イエスは言われた。「わたしが見ていると、サタンが、いなずまのように天から落ちました。
確かに、わたしは、あなたがたに、蛇やさそりを踏みつけ、敵のあらゆる力に打ち勝つ権威を授けたのです。だから、あなたがたに害を加えるものは何一つありません。(ルカ10・18-19)
ここで3つのことが言われている。
1.サタンが、いなずまのように天から落ちた
サタンは、この世界の主権を奪われた。
天とは、地(世界)の支配者の王座である。
アダムを堕落させてから、世界はサタンに牛耳られていた。
しかし、イエスが来臨し、サタンを天から追い出された。
「世界は悪い者に支配されている」と言われている場合、それは、ノンクリスチャンが支配されているという意味である。クリスチャンは、サタンの支配下にはいない。
すなわち、現在、世界は、全世界を支配されるキリストのもとで、サタンがコロニーを作り、その中にノンクリスチャンがいるという状態である。
福音伝道とは、そのコロニーから人々を救い出して自由にすることである。
2.蛇やさそりを踏みつけ、敵のあらゆる力に打ち勝つ権威を授けた
「蛇やさそり」とは、毒を持ち、人々を苦しめ、殺す者(悪霊と悪人)の象徴である。
クリスチャンには、こういった邪悪な者たちに勝利する権威が与えられている。
「踏みつけ」るのである。
神は、エデンの園において「女の子孫はおまえの頭を踏み砕くだろう」と約束された(原福音)。
女の子孫、つまり、キリストは、サタンの頭を踏み砕く。
頭は、体の中の中枢であり、ボクシングでも、そこをやられ、失神すると攻撃できなくなる。場合によっては、死ぬ。
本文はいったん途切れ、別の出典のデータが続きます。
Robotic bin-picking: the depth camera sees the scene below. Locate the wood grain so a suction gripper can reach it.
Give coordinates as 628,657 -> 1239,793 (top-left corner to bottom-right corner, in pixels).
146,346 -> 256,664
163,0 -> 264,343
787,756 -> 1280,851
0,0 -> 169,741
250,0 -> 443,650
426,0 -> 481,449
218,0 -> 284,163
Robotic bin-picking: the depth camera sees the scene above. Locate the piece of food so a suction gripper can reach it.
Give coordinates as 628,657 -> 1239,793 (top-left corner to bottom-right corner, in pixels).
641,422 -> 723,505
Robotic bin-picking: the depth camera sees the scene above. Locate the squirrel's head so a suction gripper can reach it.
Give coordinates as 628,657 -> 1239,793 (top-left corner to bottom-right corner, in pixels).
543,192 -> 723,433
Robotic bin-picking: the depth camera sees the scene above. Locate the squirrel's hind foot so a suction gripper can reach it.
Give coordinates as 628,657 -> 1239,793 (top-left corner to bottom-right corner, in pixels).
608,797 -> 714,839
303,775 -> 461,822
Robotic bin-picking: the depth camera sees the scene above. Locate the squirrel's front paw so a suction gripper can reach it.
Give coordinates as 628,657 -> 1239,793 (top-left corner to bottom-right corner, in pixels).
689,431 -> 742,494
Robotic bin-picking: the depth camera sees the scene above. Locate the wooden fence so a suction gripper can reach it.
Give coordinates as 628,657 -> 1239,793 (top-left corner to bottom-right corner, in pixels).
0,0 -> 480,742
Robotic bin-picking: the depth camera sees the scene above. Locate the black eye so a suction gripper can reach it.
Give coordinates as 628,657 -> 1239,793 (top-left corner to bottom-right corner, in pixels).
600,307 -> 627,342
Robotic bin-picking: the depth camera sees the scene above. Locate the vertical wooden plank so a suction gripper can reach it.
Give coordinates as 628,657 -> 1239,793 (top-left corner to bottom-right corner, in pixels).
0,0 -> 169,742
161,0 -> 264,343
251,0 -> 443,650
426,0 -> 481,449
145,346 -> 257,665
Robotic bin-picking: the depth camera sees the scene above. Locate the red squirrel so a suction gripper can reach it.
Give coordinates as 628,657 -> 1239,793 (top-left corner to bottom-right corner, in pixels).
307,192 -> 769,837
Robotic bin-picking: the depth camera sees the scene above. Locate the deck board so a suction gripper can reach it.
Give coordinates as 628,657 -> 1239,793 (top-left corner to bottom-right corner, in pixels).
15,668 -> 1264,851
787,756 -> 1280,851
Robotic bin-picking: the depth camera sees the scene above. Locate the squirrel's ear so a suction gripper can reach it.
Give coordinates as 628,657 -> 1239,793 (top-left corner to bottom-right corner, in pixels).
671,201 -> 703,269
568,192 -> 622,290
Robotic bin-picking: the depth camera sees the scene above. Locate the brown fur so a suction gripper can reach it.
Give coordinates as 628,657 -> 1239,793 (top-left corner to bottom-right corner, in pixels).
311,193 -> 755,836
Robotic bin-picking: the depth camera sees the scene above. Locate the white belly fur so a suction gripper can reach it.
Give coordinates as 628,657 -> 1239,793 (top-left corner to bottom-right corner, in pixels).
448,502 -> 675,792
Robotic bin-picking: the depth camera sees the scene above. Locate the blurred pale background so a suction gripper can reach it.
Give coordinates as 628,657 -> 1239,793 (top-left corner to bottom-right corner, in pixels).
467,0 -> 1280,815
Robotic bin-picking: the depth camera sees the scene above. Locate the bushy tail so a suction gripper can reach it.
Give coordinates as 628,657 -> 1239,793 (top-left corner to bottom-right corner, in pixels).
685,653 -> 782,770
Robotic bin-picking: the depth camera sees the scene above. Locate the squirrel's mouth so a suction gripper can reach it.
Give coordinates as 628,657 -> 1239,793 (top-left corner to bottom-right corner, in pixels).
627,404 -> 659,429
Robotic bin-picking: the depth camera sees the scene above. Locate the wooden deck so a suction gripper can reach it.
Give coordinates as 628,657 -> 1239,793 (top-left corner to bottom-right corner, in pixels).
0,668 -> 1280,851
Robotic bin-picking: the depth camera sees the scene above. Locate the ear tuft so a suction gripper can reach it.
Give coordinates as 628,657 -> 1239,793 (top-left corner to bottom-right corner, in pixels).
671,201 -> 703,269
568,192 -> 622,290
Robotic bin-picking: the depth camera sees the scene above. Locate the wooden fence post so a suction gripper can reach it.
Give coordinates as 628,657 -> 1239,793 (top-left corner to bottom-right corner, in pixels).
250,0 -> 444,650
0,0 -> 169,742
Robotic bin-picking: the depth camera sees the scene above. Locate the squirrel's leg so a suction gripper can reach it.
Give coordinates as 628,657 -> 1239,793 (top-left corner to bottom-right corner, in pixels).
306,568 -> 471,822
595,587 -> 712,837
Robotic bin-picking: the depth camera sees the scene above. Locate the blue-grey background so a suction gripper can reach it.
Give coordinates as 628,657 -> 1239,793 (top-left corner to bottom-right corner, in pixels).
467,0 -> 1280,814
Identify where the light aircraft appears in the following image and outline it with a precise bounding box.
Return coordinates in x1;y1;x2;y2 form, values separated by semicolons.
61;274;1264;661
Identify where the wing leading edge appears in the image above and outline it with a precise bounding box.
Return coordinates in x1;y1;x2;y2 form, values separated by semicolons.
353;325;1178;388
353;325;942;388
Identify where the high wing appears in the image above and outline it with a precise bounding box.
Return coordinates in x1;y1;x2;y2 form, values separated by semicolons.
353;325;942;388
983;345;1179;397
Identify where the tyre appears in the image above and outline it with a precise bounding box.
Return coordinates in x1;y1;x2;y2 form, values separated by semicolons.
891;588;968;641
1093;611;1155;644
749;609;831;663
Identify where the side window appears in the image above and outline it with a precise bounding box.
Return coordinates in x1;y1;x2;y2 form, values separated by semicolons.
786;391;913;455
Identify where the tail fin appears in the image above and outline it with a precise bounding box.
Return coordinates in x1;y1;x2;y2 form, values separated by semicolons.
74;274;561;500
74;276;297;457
キリストの体である教会(つまり、クリスチャンの集合体)は、サタンを失神させ、殺すことができる。
クリスチャンは「敵のあらゆる力」に打ち勝つことができる。
「あらゆる力」である。
どのような悪魔の力も、クリスチャンには勝利できない。
つまり、われわれは、全戦全勝で勝ち進む権利がある。
3.あなたがたに害を加えるものは何一つありません
原福音において、「へびの子孫は女の子孫のかかとにかみつく」とある。
サタンは、キリストを攻撃するが、「かかとへのかみつき」にとどまる。
サタンの攻撃は、「常に」クリスチャンに対する「軽微の抵抗」でしかない。
われわれに問題が生じても、それは致命傷にはならない。
われわれにとって試練とは、重大な問題ではない。
逆に、サタンは、かみついたかかとで、頭を踏みつけられる。
われわれにとって試練とは、「常に」相手に対する致命的な攻撃に変わる。
試練の中にいる人は、その試練が終わった後に、敵を倒すことになると自覚すべきである。
4.
サタンの活発な活動は、クリスチャンの支配の予兆である。
サタンが世界を支配しようとしている現在、われわれは、その後にサタンの滅亡が待っていると知る。
今、われわれは、イルミナティの活動や、911や311などのテロ、様々な邪悪な現象が、ことごとく「偽メシアの世界支配」につながっていることを理解した。
問題は、ドミニオン(支配)なのである。
陣取り合戦なのである。
敵が支配を目指している中、クリスチャンの側には再建主義が現れ、聖書の主張が「神の国の世界支配」にあることを学んだ。
つまり、神とサタン、善と悪の戦いの本質は、「世界支配」にあるということが、明確になりつつあるのである。
麦も毒麦も、その姿をはっきり現しつつある。
善の勢力も、悪の勢力も、その本質がはっきりと現れている。
これこそが、裁きである。
神が「毒麦を火にくべる」時が近づいている。
5.
われわれは、世界を相続するだろう。
そのようなわけで、世界の相続人となることは、信仰によるのです。それは、恵みによるためであり、こうして約束がすべての子孫に、すなわち、律法を持っている人々にだけでなく、アブラハムの信仰にならう人々にも保証されるためなのです。「わたしは、あなたをあらゆる国の人々の父とした」と書いてあるとおりに、アブラハムは私たちすべての者の父なのです。(ローマ4・16)
「信仰」を持つクリスチャンは、「世界の相続人」になる。
悪魔も悪魔の手先も、世界を相続できない。
ただ「信じる者だけが」世界を支配する。